Glutathione (γ-glutamil sisteinil glisin) merupakan tripeptida yang terdiri dari glutamat, sisten dan glisin. Glutation umumnya disingkat GSH, karena adanya gugus sulfihidril (-SH) yang terdapat pada sistein senyawa tersebut, juga merupakan bagian molekul glutation yang berperan aktif. Sintesis glutation dikatalisa oleh enzim glutamate- cystein ligase (GCL) yang diekspresikan secara genetik oleh urutan gen yang membentuk suatu protein enzim, yaitu gen GCL. Ekspresi gen GCL menunjukkan aktivitas enzim glutamate cystein ligase untuk mensitesis glutation. Aktivitas enzim glutamate cystein ligase dapat terganggu karena adanya radikal bebas, akibatnya terjadi kegagalan sintesis GSH.. Glutation merupakan salah satu antioksidan yang berperan dalam menangkal radikal bebas

Glutathione (C10H17N3O6S) dan derivatnya yang merupakan tripeptida (γ-Glu-Cys-Gly) dapat mempengaruhi banyak aspek metabolisme (DE MATOS dan FURNUS, 2000), diantaranya membantu detoksifikasi dan transport dari γ-glutamil-amino acid. WIJAYA (1996) menyatakan bahwa glutathione adalah antioksidan primer yang bekerja dengan cara mencegah pembentukan radikal bebas baru. Antioksidan ini mengubah radikal bebas yang ada menjadi molekul yang kurang mempunyai dampak negatif. Menurut KARYADI (1997) radikal bebas merupakan atom atau molekul yang sifatnya sangat tidak stabil karena mempunyai satu elektron atau lebih yang tidak berpasangan, sehingga untuk memperoleh pasangan elektron, senyawa ini bereaksi dengan atom atau molekul lain seperti asam lemak tidak jenuh, protein, asam nukleat atau lipopolisakarida, yang berakibat akan menimbulkan senyawa yang tidak normal. Pengaruh negatif dari peroksida lemak terhadap sel somatik antara lain menghambat metabolisme oksidatif dan glikolisis, lisis pada eritrosit, oksidasi pada sulfyhydril dan menghambat kerja enzim-SH, modifikasi protein dan asam amino, kerusakan membran, inaktivasi enzim pengikat membran dan denaturasi DNA (WHITE, 1993; SIKKA, 1996). Penambahan glutathione di dalam medium pengencer spermatozoa diharapkan dapat mengurangi atau mencegah timbulnya radikal bebas yang akan merusak membran plasma, sehingga daya fertilitas semen meningkat yang pada akhirnya akan meningkatkan derajat konsepsi (C/R) dan persentase kebuntingan.

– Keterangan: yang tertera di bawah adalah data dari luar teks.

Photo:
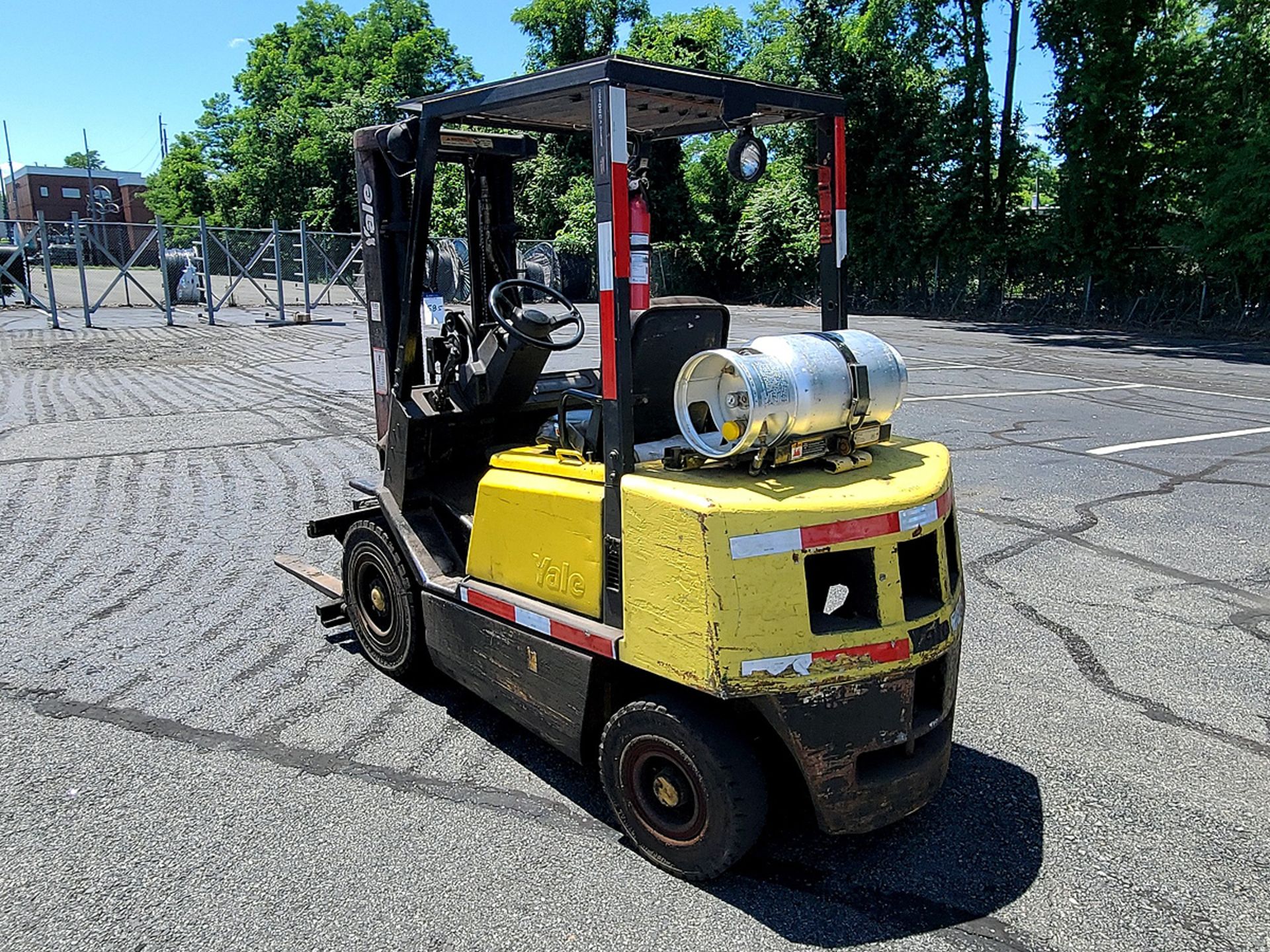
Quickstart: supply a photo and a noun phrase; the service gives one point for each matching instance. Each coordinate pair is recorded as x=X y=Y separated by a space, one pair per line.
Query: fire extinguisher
x=640 y=222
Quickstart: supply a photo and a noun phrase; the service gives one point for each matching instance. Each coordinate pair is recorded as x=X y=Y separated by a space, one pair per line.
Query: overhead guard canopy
x=662 y=102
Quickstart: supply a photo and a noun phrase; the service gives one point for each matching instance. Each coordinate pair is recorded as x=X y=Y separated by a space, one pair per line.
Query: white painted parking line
x=1201 y=438
x=1027 y=393
x=1006 y=368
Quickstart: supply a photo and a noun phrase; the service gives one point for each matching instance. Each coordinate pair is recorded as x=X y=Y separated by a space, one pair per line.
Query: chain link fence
x=75 y=270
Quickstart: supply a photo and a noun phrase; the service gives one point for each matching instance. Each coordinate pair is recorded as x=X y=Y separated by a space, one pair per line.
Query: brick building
x=60 y=190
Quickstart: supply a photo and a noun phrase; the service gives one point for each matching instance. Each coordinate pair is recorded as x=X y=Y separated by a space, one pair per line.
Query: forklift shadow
x=973 y=850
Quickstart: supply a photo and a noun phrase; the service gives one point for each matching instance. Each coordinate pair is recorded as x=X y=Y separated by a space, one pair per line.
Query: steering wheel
x=498 y=299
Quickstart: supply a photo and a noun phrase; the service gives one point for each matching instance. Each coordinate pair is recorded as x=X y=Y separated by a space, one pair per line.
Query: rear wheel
x=686 y=786
x=382 y=602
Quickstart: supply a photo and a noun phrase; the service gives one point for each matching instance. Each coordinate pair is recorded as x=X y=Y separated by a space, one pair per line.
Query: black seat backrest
x=663 y=338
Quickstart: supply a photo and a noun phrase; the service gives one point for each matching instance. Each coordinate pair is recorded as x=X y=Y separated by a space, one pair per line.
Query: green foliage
x=282 y=150
x=78 y=160
x=567 y=31
x=1156 y=172
x=777 y=235
x=708 y=38
x=181 y=190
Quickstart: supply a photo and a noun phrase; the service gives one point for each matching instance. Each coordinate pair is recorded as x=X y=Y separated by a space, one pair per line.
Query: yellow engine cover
x=715 y=571
x=536 y=528
x=719 y=568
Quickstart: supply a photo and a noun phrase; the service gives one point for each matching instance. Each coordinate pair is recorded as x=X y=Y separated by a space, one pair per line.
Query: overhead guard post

PARRIS (1998) menyatakan bahwa glutathione adalah antioksidan penting yang dapat memproteksi mitokondria dari kerusakan karena adanya radikal bebas. Glutathione dapat mengkontrol homeostatic baik di dalam maupun di luar sel. Glutathione adalah antioksidan sulfhydril (-SH), antitoksin dan kofaktor enzim. Berdasarkan sifat antioksidan yang dapat menetralkan radikal bebas, maka penambahan glutathione sebagai antioksidan primer diharapkan dapat mengurangi kerusakan membran plasma.

Adanya glutathione maupun katalase yang melindungi membran plasma akrosom, menyebabkan kerusakan tersebut menjadi tertunda atau belum terjadi. BECONI et al. (1993) melaporkan bahwa penambahan antioksidan vitamin E sebanyak 1 mg/ml ke dalam pengencer semen sapi FH dapat mengatasi laju kerusakan membrane plasma dan melindungi membran plasma terhadap peroksidasi lemak dengan cara melindungi aktifitas enzim superoksida dismutase (SOD) serta mempertahankan metabolisme maupun fungsi sel.  

Beberapa penelitian melaporkan diantaranya,  penambahan genistein dan glutathione dalam pengencer ringer laktat kuning telur mempertahankan kualitas semen beku, dan genistein 10µM paling baik mempertahankan kualitas semen beku ayam KUB. Penambahan 2 mmol/L glutathione ke pengencer semen kambing perah Guanzhong memiliki efek yang baik pada semen beku, secara signifikan meningkatkan motilitas sperma dan fungsi membran plasma, sehingga meningkatkan kualitas semen setelah pencairan. Penelitian lain menyimpulkan bahwa level glutathione berpengaruh terhadap kualitas semen post-thawing, dan level glutathione 8 mM menghasilkan kualitas semen yang terbaik pada Kambing Peranakan Etawah.